According to Walker McKay, a salesperson’s actions, attitude, and approach can lead to digital improvements. What should those actions look like? What characteristics do you need to embrace? What approaches are successful? Walker McKay answers these questions—and more—in this episode of Sales Reinvented. 

Outline of This Episode

  • [0:53] The difference between digital and social selling
  • [2:07] Improve digital selling with your actions, attitude, and approach
  • [3:37] Walker’s ideal digital selling blueprint
  • [5:26] The attributes or characteristics of a great digital seller
  • [7:27] Tools, techniques, or strategies to improve digital sales
  • [8:42] Top 3 digital selling dos and top 3 digital selling don’ts
  • [11:04] Digital selling opens up a whole new world

Actions, attitude, and approach = digital improvement

Digital selling is important because it’s nearly impossible to get face-to-face with people anymore. People are working from home and you can’t just show up at their “office.” So you have to find other ways to connect with people and hold conversations. Organizations need to create expected behaviors around digital selling regarding:

  1. The actions you take
  2. The attitude you have
  3. The approach that you take

You have to start with the actions. What is the expected behavior? How many LinkedIn posts should somebody do? How many times should you reach out per week? Companies need to get comfortable that this is the way things are being done. So it’s time to build behaviors around getting appointments via text, phone, social media, and video. 

Walker’s ideal digital selling blueprint

Where should you go to find business? If it’s on LinkedIn, you can download your connections onto a spreadsheet.
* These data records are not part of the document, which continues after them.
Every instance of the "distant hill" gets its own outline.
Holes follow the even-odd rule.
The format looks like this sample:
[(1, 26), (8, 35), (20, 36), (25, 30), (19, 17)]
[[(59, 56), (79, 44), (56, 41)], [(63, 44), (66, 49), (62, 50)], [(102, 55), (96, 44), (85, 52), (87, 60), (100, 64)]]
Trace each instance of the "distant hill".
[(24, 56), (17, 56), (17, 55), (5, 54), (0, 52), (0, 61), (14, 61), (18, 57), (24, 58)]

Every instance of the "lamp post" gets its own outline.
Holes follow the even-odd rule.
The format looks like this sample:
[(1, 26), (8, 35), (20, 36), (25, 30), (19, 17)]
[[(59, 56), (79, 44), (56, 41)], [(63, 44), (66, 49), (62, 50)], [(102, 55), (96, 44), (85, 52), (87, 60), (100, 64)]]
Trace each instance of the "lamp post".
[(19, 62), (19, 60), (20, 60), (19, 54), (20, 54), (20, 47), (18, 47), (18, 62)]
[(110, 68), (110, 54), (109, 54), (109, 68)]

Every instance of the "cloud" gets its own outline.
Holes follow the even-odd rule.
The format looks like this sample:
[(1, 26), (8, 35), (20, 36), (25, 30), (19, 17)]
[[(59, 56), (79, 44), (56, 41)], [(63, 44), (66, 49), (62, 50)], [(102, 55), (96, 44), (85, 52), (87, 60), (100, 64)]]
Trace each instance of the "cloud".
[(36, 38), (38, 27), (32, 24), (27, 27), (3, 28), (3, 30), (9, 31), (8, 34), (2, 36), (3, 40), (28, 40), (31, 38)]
You can match it with your client list and make sure you’re connected with people you’re already doing business with. 

Secondly, Walker would take that list and look for some low-hanging fruit you hadn’t talked to yet. How will you get in touch with them? You can send LinkedIn messages, DMs, text messages, phone calls, and emails. You need to touch people 6–7 times using different channels to get their attention. The goal is to set an appointment, right? Set a meeting over Zoom or a similar channel. 

The attributes or characteristics of a great digital seller

Old school B2B salespeople might be in their 40s, 50s, or 60s. Even so, an openness to technology is key to their success. Secondly, salespeople need to have a strong why behind their success. You have goals you want to accomplish and achieve in life. Are you disciplined enough to reach out to people, send messages, and keep track of it? It is discipline and a desire to win being put into place.
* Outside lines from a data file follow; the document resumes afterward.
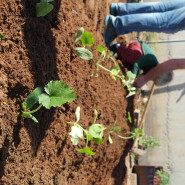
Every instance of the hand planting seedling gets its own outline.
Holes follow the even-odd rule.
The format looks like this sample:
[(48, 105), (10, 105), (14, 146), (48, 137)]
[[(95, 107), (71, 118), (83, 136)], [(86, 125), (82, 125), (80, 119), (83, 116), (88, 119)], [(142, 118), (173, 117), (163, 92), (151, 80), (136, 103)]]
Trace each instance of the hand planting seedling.
[(49, 12), (51, 12), (54, 8), (52, 4), (49, 2), (53, 2), (54, 0), (41, 0), (40, 3), (36, 3), (36, 15), (37, 17), (45, 16)]
[[(44, 92), (45, 91), (45, 92)], [(38, 120), (32, 115), (41, 107), (61, 107), (64, 103), (72, 102), (76, 95), (72, 88), (62, 81), (50, 81), (44, 89), (37, 87), (30, 93), (22, 104), (21, 116), (32, 119), (35, 123)], [(34, 110), (30, 110), (35, 104), (39, 104)]]
[(80, 41), (83, 47), (75, 48), (75, 53), (78, 57), (84, 60), (91, 60), (93, 54), (86, 49), (86, 46), (92, 46), (94, 44), (94, 38), (92, 34), (88, 31), (84, 31), (84, 28), (80, 28), (75, 34), (75, 40), (73, 46)]
[[(138, 91), (138, 89), (136, 87), (132, 86), (132, 83), (133, 83), (136, 75), (133, 74), (131, 71), (128, 71), (127, 72), (127, 80), (126, 80), (124, 75), (119, 75), (121, 70), (120, 70), (119, 65), (116, 63), (115, 59), (112, 57), (112, 54), (113, 54), (112, 52), (110, 52), (106, 57), (106, 49), (104, 48), (104, 46), (98, 46), (96, 51), (100, 52), (101, 55), (96, 63), (96, 71), (92, 76), (97, 76), (99, 68), (101, 68), (101, 69), (109, 72), (112, 79), (116, 80), (116, 77), (119, 78), (121, 80), (121, 82), (123, 83), (123, 85), (127, 87), (127, 90), (129, 93), (126, 96), (126, 98), (134, 95), (136, 93), (136, 91)], [(107, 59), (110, 59), (114, 63), (114, 67), (111, 70), (105, 68), (101, 64), (104, 61), (105, 57)]]
[(72, 144), (78, 145), (79, 139), (82, 139), (85, 141), (85, 147), (77, 149), (77, 151), (86, 155), (95, 155), (95, 152), (88, 147), (89, 141), (94, 141), (96, 144), (101, 144), (103, 142), (103, 132), (106, 128), (102, 124), (96, 123), (98, 115), (96, 110), (94, 112), (94, 123), (89, 127), (88, 130), (84, 129), (78, 124), (80, 120), (80, 107), (77, 107), (75, 115), (76, 121), (68, 122), (69, 124), (73, 125), (71, 127), (71, 132), (69, 133)]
Are you posting things on different channels? Walker has found posting a video or a how-to on social channels to be effective. If you’re selling insurance, you might post “5 Ways to Make Sure You Get the Right Insurance.” You have to be able to write well and teach people with your posts. If you’re seen as a teacher, people will come to you for help and you’ll become the professional in your space.

Digital selling opens up a whole new world

Walker is always looking for sales experts to be guests on his podcast. He was using LinkedIn to reach out to people but wasn’t getting a great response. He was reaching out to 5 people a day. But he connected with someone named Casey Jones. She didn’t respond. 3 days later, he messaged her again and they started a conversation. Turns out, they had a great connection. She was one of his best podcast guests and they’ve since collaborated on three different business deals. 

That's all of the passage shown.